I had wondered why he had chosen to have a baby with me, making no demands from my family. I guess I had even entertained what was happening between us to be like something from a romance novel where he confessed his love for me and then sought my hand in marriage since I was a widow. But that shows how stupid I was and I was not known for stupidity.

I nursed our child for six months, falling in love with the little bundle of joy who stole my heart with his first cry. Six months and then I was asked to wean him. Only then did he provide the answer to the question I had asked from the moment he had brought me there.

‘Who are you? And what did I ever do to you to deserve this?’

‘It is amazing that after being in my company for so long you still do not recognise me,’ he had said, albeit too calmly. ‘Was I so insignificant that you didn’t spare me a thought long enough to keep a mental picture of me?’

‘Who are you?’ I had asked again, a feeling of dread taking over me.

‘He put a knife to my throat and forcefully stole my virginity.
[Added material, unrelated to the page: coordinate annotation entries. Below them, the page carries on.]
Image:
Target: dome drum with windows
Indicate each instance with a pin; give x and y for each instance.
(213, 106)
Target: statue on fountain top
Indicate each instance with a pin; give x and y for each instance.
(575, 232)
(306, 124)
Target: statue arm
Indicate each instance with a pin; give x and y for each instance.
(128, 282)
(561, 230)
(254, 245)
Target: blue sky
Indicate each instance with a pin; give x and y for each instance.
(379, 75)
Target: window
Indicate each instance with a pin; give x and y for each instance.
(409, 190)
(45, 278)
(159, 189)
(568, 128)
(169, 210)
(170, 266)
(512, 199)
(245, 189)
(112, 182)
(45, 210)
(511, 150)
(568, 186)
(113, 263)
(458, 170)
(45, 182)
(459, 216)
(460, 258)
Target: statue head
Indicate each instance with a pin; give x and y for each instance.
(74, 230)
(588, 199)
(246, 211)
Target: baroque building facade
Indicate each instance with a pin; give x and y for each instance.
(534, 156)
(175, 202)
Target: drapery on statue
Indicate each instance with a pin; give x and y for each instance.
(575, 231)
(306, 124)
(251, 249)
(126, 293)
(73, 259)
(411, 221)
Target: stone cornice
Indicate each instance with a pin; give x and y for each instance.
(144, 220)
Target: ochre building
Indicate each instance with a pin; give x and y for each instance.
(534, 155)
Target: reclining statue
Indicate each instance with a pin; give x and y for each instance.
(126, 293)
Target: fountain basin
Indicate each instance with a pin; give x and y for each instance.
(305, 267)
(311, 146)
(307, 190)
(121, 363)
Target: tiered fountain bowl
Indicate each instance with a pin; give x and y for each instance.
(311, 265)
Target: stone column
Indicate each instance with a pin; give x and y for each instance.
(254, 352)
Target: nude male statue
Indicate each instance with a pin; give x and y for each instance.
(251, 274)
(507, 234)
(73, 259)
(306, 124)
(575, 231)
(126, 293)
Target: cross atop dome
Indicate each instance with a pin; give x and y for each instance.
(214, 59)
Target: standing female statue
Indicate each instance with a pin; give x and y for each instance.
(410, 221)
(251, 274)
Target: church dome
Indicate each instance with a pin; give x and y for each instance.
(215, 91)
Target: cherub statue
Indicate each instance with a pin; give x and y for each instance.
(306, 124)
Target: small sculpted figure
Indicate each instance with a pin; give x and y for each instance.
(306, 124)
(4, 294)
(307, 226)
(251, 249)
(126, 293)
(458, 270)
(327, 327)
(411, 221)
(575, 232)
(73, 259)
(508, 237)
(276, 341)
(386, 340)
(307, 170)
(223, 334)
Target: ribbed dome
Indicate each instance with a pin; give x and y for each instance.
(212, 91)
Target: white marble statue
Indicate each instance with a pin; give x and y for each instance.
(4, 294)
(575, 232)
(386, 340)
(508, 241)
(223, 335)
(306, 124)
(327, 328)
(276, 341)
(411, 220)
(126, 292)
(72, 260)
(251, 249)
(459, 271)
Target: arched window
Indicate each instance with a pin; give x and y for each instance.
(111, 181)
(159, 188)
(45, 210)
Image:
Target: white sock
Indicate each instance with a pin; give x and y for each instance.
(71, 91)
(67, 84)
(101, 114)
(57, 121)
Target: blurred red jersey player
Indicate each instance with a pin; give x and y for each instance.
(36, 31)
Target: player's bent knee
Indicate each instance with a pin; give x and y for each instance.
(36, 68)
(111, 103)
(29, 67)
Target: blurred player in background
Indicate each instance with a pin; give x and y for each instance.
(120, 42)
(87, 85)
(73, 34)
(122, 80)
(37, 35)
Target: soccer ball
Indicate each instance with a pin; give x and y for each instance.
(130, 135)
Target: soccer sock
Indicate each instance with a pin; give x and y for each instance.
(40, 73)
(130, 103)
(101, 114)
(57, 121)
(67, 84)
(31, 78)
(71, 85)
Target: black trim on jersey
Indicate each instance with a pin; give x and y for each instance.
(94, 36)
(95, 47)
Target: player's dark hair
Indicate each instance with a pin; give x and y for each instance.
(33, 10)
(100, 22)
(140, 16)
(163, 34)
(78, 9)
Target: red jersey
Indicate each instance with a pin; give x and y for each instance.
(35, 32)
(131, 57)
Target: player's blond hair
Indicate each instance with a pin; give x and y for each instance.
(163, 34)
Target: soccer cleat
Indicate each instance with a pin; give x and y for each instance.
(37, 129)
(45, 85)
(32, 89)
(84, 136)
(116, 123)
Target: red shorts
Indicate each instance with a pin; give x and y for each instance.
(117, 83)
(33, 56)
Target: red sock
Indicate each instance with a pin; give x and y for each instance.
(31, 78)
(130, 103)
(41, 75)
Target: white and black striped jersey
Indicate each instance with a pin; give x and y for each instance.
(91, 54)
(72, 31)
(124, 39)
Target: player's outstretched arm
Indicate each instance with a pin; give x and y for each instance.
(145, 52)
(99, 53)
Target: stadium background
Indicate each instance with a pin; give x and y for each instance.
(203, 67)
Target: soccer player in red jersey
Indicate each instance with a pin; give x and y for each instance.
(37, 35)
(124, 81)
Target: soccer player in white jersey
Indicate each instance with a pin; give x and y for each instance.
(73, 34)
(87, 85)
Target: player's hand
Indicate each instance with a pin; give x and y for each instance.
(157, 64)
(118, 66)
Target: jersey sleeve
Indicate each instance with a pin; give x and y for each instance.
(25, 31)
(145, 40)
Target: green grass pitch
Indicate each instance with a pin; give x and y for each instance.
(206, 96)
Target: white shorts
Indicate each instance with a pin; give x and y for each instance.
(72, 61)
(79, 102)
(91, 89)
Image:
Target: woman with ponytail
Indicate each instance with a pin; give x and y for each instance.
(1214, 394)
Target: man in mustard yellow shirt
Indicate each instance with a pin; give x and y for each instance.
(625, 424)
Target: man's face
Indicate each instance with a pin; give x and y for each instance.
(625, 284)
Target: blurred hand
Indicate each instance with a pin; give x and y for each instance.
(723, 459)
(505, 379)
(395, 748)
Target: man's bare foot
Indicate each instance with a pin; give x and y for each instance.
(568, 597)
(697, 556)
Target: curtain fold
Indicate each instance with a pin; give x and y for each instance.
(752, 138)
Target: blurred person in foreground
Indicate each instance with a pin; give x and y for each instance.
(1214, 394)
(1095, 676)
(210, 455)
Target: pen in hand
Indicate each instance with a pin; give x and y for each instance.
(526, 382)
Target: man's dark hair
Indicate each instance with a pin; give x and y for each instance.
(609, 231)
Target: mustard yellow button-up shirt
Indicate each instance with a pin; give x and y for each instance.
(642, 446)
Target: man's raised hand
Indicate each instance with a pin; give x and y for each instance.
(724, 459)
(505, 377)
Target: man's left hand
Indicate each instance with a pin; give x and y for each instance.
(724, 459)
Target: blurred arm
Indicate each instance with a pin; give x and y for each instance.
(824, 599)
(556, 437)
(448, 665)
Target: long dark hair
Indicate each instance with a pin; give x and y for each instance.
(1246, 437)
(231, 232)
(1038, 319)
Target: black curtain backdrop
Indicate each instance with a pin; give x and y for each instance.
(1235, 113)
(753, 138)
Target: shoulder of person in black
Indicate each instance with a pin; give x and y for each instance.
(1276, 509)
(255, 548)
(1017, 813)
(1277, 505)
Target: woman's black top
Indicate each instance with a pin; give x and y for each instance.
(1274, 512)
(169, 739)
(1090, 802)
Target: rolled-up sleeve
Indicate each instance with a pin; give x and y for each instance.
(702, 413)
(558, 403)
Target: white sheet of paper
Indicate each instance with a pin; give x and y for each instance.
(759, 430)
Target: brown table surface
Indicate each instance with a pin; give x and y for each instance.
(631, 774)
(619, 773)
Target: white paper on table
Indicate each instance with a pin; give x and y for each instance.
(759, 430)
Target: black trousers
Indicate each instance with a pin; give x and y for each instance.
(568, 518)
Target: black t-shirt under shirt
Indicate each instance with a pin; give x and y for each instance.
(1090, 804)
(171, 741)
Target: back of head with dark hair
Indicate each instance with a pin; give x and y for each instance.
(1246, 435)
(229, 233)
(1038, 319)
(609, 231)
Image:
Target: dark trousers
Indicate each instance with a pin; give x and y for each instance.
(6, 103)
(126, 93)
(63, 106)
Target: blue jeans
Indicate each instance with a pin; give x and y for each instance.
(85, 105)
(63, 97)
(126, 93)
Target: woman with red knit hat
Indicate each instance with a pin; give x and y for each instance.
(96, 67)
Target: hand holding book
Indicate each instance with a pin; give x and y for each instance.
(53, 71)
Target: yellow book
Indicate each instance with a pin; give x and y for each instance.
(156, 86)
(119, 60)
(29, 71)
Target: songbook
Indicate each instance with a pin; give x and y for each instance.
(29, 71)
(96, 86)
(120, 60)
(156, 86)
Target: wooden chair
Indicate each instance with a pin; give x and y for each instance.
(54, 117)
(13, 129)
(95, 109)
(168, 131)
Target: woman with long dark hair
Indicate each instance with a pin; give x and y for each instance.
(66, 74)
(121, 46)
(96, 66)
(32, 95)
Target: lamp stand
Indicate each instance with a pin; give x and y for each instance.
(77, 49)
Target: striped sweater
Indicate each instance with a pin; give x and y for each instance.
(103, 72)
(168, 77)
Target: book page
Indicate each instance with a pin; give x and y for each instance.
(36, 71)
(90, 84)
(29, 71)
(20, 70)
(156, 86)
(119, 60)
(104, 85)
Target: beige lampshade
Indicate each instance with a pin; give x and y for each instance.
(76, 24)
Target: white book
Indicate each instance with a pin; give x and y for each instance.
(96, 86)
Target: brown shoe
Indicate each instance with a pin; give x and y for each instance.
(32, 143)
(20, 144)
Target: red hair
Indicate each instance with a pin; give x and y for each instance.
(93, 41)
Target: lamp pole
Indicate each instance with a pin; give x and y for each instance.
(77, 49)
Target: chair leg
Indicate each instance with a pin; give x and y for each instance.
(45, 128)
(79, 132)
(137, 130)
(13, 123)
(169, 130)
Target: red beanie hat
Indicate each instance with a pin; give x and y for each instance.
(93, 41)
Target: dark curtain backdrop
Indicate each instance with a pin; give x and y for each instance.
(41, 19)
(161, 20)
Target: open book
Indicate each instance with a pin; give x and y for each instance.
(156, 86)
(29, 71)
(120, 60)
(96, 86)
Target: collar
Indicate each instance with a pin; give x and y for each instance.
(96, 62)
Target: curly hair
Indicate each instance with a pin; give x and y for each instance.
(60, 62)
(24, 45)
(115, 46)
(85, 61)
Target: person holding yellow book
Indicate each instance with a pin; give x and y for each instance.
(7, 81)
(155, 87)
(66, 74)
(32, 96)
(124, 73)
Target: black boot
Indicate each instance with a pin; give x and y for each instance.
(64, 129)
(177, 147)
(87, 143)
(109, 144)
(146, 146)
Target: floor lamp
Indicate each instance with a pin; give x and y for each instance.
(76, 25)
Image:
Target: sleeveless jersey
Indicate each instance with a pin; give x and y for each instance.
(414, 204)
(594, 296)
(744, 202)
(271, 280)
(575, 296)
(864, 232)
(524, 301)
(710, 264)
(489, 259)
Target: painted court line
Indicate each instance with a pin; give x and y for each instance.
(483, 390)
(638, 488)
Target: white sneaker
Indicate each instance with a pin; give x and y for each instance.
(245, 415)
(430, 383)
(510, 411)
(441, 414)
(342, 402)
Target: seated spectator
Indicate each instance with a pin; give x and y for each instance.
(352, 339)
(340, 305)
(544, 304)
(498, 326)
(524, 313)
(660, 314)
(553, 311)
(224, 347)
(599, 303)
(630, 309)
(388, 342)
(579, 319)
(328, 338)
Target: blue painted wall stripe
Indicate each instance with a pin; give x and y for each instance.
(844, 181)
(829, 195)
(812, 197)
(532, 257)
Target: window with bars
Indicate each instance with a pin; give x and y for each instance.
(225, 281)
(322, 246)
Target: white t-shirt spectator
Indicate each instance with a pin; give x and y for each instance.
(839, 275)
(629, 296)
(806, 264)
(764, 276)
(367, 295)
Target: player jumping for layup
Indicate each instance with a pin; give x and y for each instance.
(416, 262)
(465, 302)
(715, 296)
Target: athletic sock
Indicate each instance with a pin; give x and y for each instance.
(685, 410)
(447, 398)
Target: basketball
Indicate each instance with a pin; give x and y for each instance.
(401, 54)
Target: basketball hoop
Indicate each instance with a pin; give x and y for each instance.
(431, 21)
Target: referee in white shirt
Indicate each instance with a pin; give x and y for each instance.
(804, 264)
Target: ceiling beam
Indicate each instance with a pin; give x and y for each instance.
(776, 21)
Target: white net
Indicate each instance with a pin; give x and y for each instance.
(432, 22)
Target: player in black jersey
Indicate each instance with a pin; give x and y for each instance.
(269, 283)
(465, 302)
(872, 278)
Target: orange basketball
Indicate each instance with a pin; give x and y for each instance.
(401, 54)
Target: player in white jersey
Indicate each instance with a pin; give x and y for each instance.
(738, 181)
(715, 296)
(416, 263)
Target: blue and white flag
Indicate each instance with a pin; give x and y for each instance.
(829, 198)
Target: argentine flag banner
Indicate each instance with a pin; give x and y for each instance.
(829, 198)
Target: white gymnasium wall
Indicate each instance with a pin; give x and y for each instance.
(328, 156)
I thought I would die from the pain and the humiliation…’ he had mimicked in a falsetto voice.

And then recognition had dawned on me at the moment. My heart had slammed into my chest and I began to hyperventilate.


I hadn’t given him a thought in ten years!

I should have known that my sins would come back to haunt me.

This young man had saved me from attempted rape and I had turned around to accuse him as the perpetrator of the offence so that I could marry a minister’s son! In his drunken state, my fiancé had attacked me and Khaled had been unfortunate to be at the right place at the wrong time.

The events of that night had set off a chain of reaction. He’d saved me and then left the scene in a hurry. The plan was hatched to keep what my fiancé had done a secret considering who his family was and I had agreed to it because of the status I would be occupying once we got married. Because of the delay in apprehending him, it was assumed that his family had been informed of what had happened. He had recognised the minister’s son and had to be taken care of.

A hit was arranged to take him and his family out and he had somehow survived, losing everyone he held dear. His home had been burned down. The official story was that the fire had started as a result of an electrical fault and smoke inhalation had taken out the family before the flames consumed their bodies. However, in the absence of an autopsy, no one realised all the victims had been killed before the fire. Khaled had survived with second degree burns which explained the scars on his body.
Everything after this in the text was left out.